Pour une éthique de l’écoute
Mon espoir pour l’avenir se résumerait à ceci : pour promouvoir et garantir l’interdépendance des droits, il faudrait désenclaver les luttes, construire des passages et des souterrains, abolir les frontières artificielles et œuvrer à une conscience collective. Je ne demande à personne de tout savoir sur la réalité des femmes autochtones, ou sur la discrimination des gais et lesbiennes, ou sur les problèmes de logement au sein des classes sociales les plus démunies. Je ne demande à personne de tout savoir, mais je nous demande de mieux écouter, de mieux voir, de mieux recevoir.
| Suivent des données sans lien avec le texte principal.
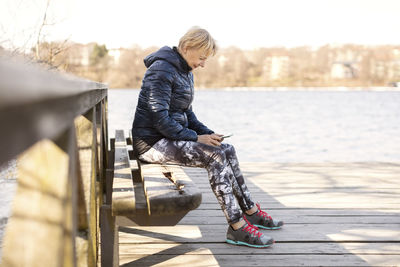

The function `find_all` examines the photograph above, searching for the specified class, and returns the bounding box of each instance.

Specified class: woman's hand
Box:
[197,134,223,146]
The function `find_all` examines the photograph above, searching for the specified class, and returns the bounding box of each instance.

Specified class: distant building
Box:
[389,49,400,81]
[66,43,95,67]
[388,60,400,81]
[369,59,386,80]
[80,45,91,66]
[331,61,358,79]
[263,56,289,80]
[108,48,126,65]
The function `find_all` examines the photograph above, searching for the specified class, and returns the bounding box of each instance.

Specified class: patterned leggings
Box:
[138,139,255,224]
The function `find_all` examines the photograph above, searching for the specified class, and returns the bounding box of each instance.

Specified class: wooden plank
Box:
[0,90,107,165]
[102,98,109,177]
[195,176,400,186]
[95,102,104,221]
[118,224,400,243]
[105,149,114,205]
[100,205,119,267]
[194,202,400,209]
[119,254,400,267]
[195,185,400,192]
[178,214,400,225]
[119,242,400,255]
[0,56,106,107]
[199,190,400,200]
[139,162,202,217]
[112,130,146,216]
[75,112,97,266]
[1,135,75,266]
[184,208,400,216]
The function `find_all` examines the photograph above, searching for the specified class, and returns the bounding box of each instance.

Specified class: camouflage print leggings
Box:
[138,139,255,224]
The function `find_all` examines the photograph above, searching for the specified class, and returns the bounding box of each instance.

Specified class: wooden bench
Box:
[100,130,203,266]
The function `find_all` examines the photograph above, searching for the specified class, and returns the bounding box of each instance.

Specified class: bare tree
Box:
[0,0,70,69]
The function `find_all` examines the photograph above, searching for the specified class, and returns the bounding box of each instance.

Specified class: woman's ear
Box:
[181,45,188,55]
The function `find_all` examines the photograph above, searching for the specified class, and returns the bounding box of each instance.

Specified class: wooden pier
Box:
[115,162,400,266]
[1,56,399,266]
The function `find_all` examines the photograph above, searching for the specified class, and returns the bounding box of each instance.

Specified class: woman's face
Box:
[180,47,208,70]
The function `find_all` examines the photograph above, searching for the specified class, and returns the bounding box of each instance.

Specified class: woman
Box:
[131,27,283,248]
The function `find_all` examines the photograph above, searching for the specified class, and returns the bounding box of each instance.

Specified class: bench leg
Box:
[100,205,119,267]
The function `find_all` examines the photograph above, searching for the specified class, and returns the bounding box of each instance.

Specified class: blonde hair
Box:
[178,26,218,57]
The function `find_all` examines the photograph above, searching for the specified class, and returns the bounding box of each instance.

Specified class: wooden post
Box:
[100,205,119,267]
[0,128,77,267]
[0,57,108,267]
[74,110,98,267]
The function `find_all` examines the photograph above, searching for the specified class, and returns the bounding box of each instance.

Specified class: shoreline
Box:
[109,86,400,92]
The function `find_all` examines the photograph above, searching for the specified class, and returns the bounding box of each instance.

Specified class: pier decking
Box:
[115,162,400,266]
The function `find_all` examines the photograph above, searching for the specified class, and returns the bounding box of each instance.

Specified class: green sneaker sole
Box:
[226,239,273,248]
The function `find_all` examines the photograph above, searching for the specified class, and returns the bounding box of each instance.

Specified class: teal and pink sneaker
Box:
[226,221,274,248]
[244,203,284,230]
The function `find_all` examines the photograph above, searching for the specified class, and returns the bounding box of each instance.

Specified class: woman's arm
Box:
[186,105,214,135]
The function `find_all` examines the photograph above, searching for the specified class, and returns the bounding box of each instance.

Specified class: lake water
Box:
[108,88,400,163]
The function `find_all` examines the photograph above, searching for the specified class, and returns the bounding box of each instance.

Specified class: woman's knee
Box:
[221,143,236,158]
[207,147,227,166]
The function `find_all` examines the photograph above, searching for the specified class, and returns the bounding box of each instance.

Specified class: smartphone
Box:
[222,134,233,139]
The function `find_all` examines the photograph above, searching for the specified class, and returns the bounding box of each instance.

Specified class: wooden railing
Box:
[0,56,108,267]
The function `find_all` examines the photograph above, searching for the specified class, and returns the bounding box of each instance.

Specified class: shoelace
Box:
[242,223,262,238]
[256,203,272,220]
[243,215,259,230]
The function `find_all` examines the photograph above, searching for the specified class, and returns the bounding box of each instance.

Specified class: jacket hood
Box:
[143,46,192,72]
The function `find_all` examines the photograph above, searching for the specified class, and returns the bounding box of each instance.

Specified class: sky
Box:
[1,0,400,51]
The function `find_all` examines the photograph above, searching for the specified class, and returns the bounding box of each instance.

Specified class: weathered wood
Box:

Je ne parle pas des appuis symboliques que les organisations s’échangent à l’occasion et qui me semblent tout à fait nécessaires. Je parle d’une attention et d’une sensibilité constantes aux revendications de chaque groupe, tout simplement parce qu’elles sont le télescope par lequel on peut voir une constellation qui nous semble autrement trop éloignée pour l’atteindre. Cette sensibilité me semble plus proche d’une attitude, d’une disposition morale que d’une stratégie ou d’une alliance ponctuelle.
La platitude la plus courante en réponse à mon souhait est qu’on ne peut se montrer hostile à la vertu. Encore faut-il avoir les moyens de celle-ci. Et le temps, que voulez-vous Monsieur le philosophe, nous est limité. Un tel argument apparaît en première analyse tout à fait raisonnable. Il n’en est pas moins erroné, tout simplement parce qu’il répond à une demande que personne n’a jamais faite et que personne ne devrait jamais faire. Je le répète si nécessaire : aucune défense de l’interdépendance des droits et des luttes ne devrait obliger à compter sur la seule force d’un Atlas des temps modernes, qu’il soit un parti, un groupe ou une personne. L’interdépendance des droits nous amène inévitablement vers le partage des luttes, et donc vers celui des savoirs, des expériences, des idées, des manières de voir le monde, ce qu’il est et ce qu’il peut être. La convergence des luttes est aux antipodes d’une vision uniforme, d’un consensus artificiel et des mots d’ordre qui imposent le silence aux divergences.
Méfions-nous donc des personnages qui se targuent d’omniscience et d’omnipotence. Rien n’est plus risible, et surtout, rien n’est plus pernicieux. Une telle arrogance conduirait à une orthodoxie dont les rares juges s’approprieraient les pouvoirs en niant toute dissidence, et en se moquant de la capacité même pour les militant·e·s de forger leur propre biographie morale et politique. L’interdépendance des luttes et des droits représente une interaction complexe, protéiforme, des moyens de coopération où les actions se multiplient sans se nuire et en se nourrissant mutuellement. La seule façon de construire le monde auquel nous aspirons demande d’apprendre, de discuter, d’évaluer, de saisir le sens propre à chaque droit et à chaque lutte. Dans une telle résistance décloisonnée, nul besoin d’un maître de vérité, d’un prophète ou d’une théorie englobante. Si nous portions toutes et tous le masque de la même idéologie, nous ne pourrions jamais connaître notre vrai visage.
Il est possible de parler une même langue sans perdre le lexique propre à chacun de nos combats. Nul relativisme ici, nul abandon de la pensée. Au contraire, le pluralisme inhérent à l’interdépendance des luttes peut se comprendre dès lors qu’une personne ou un groupe a la capacité de traduire son existence à une autre. Ce que je souhaite est que nous rédigions ensemble ce grand récit dans l’égale conscience de nos résistances communes, à la manière d’une expérience morale que nous pourrions nous approprier dans la longue durée de nos émancipations.